Sugiro a seguinte reflexão para nos localizar como anda o nosso amor: estou disposto a dar a minha vida por minha esposa, meus filhos, meus irmãos? A dar tempo, atenção, carinho, docilidade, a minha própria vontade, o próprio suor do trabalho, expressões do amor? A comida bem feita, a roupa passada, a fralda trocada é doação de tempo, de afeto, que expressa o amor, se são feitas sem murmurações. É assim que os pais aprendem a amar e é assim que os filhos vão aprendendo o amor através dos pais. Há um intercâmbio de amor. Os filhos fazem com que os pais saiam de si e se doem a eles, assim os pais aprendem o que é amor. Os filhos podem levar os pais à maturidade se os pais se abrirem verdadeiramente a essa tão nobre tarefa de educar. Em contrapartida, os filhos aprendem assim a fazer a experiência de doação que os pais praticam continuamente com eles, podendo assim retribuir aos pais, à família, à sociedade o amor que deles receberam. “Plante amor e nascerá amor”.

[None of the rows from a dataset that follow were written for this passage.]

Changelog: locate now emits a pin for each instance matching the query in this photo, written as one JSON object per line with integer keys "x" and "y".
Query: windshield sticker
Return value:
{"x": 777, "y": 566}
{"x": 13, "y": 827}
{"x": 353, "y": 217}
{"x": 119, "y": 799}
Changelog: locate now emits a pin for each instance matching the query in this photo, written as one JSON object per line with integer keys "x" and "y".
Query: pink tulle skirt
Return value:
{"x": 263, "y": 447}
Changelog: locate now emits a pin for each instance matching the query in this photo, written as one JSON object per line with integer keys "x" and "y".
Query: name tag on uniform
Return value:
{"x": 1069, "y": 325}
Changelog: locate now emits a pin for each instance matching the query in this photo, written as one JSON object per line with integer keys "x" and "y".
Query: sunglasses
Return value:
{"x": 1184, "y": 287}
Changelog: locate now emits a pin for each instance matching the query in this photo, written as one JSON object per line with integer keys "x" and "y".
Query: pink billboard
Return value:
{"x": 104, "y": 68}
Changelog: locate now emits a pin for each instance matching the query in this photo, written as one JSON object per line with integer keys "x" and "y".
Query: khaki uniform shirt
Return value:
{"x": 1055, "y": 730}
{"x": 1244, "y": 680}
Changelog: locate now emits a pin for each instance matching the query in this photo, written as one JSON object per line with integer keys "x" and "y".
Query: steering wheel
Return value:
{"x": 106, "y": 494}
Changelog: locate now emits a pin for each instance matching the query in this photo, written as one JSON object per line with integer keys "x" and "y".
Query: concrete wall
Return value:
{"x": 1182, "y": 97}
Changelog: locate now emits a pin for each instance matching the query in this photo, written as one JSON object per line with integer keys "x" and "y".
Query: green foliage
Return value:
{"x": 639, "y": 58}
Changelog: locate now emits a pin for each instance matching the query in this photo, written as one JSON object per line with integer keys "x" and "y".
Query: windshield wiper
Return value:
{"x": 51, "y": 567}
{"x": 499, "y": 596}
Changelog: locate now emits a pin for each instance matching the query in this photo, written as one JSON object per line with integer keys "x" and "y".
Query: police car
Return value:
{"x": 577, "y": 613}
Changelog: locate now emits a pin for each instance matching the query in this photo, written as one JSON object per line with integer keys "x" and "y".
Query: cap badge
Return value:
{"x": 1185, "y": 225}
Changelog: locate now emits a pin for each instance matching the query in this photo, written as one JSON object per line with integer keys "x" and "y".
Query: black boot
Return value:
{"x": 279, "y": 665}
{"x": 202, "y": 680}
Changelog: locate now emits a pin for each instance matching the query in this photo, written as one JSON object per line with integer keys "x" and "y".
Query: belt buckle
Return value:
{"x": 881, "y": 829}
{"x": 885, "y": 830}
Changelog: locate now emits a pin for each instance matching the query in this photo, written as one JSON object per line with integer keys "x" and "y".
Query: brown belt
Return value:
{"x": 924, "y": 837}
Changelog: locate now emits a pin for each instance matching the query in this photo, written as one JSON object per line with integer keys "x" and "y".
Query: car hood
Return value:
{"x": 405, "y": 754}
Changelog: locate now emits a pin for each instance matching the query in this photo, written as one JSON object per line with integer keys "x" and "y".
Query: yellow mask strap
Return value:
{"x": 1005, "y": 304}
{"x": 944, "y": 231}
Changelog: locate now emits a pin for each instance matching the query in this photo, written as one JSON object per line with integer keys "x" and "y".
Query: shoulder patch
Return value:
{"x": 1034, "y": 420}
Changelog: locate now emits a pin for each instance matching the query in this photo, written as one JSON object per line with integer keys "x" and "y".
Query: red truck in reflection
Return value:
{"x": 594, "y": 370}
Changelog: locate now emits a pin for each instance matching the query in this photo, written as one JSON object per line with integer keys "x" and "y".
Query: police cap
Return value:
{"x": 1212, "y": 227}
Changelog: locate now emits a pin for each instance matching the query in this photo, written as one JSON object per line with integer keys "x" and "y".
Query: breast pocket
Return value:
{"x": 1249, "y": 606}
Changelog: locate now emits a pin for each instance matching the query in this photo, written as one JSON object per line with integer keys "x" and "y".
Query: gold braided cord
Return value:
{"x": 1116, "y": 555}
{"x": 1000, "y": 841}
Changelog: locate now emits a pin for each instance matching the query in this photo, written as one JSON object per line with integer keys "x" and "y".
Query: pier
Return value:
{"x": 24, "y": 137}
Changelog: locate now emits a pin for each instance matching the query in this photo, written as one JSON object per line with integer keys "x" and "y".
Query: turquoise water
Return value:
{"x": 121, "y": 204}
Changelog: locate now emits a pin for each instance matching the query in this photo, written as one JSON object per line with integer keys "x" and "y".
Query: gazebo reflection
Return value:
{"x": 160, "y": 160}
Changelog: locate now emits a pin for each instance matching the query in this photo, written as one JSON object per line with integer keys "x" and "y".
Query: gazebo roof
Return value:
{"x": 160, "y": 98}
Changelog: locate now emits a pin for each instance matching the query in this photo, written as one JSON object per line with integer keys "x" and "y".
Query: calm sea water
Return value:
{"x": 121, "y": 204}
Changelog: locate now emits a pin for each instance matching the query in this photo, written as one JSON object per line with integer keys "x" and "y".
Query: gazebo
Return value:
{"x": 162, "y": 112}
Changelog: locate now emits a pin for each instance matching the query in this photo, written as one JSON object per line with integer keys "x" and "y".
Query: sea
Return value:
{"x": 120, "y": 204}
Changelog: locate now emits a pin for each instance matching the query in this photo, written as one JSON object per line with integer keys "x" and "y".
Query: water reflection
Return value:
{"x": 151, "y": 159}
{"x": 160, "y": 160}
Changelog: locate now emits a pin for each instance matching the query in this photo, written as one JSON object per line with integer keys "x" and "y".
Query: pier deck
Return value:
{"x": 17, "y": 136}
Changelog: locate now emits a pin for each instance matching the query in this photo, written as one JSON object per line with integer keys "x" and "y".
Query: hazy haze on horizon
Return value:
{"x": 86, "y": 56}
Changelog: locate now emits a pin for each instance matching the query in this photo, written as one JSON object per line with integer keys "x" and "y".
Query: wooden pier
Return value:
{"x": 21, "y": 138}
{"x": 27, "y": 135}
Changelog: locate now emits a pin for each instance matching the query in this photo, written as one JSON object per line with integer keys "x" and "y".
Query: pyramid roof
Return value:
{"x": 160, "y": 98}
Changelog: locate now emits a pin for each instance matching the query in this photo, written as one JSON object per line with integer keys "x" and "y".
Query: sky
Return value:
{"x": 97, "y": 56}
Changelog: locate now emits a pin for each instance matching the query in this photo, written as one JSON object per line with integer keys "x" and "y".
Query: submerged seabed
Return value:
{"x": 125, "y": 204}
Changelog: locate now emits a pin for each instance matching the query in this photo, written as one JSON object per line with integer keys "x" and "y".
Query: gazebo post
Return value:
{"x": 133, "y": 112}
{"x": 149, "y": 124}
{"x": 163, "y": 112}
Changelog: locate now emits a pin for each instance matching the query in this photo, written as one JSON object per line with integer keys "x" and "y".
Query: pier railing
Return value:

Aprende-se a andar andando. Aprende-se a amar amando! Os nossos filhos serão educados para o amor se nós, pais, praticarmos o amor que sempre será doação. Não há outra forma de amor se não for doação. Pode-se até tentar achar outras palavras para se definir o amor, mas o verdadeiro amor é aquele que é doação e tudo o que é verdadeiramente doado é desinteressado. Aos olhos do mundo pode parecer tudo muito duro, muito sofrido. Muitas vezes escondemos nosso egoísmo e egocentrismo numa lista de “direitos” próprios que fazemos ao outro e a nós mesmos para vivermos em função deles, sem olhar para os direitos dos outros, principalmente dos nossos filhos, pois eles têm o direito de nos terem, somos deles muito mais do que eles são nossos. Estamos falando até aqui não só de se educar os filhos para o amor, mas também da felicidade dos pais, dos esposos, da pessoa em si, que passa diretamente pelo amor. Repare que quem fecha sua vida em si mesmo, quem não vai ao encontro do outro em suas necessidades é sempre uma pessoa infeliz e pode encontrar-se solitário, pois acaba exigindo do outro aquilo que ele mesmo não dá. Essa pessoa pode até ter dinheiro, fazer viagens e satisfazer todos os seus sonhos, mas a verdadeira felicidade ainda será um sonho não satisfeito.Certamente você deve conhecer pessoas assim. “Quem quiser ganhar a sua vida irá perdê-la e quem gastar a sua vida por causa de mim irá ganha-la” (Lc 9, 24).

As pessoas felizes são aquelas que não olham para si, mas ficam focadas no outro, atentas às necessidades dos outros. Quem se preocupa apenas consigo enterra o talento e está condenado à tristeza. Quem ama seus males espanta! Quem ama verdadeiramente não tem tempo para se preocupar consigo mesmo.

Descomplicar o amor

Antes de ser um sentimento, o amor é uma decisão. O amor é muito prático e descomplicado. É muito fácil o discernimento para se saber se está amando ou não. Basta fazer a seguinte pergunta para qualquer situação: Estou disposto a me gastar por essa pessoa ou vivo uma relação de favores? Estou disposto a acolhê-la como ela é, independente de seus problemas, ou só a acolho quando ela corresponde ao ideal que criei dela para mim? É isso o amor na família, na sociedade, amor que passa pela doação de si, sem esperar do outro, preenchendo-nos do único e verdadeiro amor que é perfeito e que pode saciar toda nossa sede: o amor de Deus. Dizia São Francisco de Assis: “há mais alegria em dar do que receber!”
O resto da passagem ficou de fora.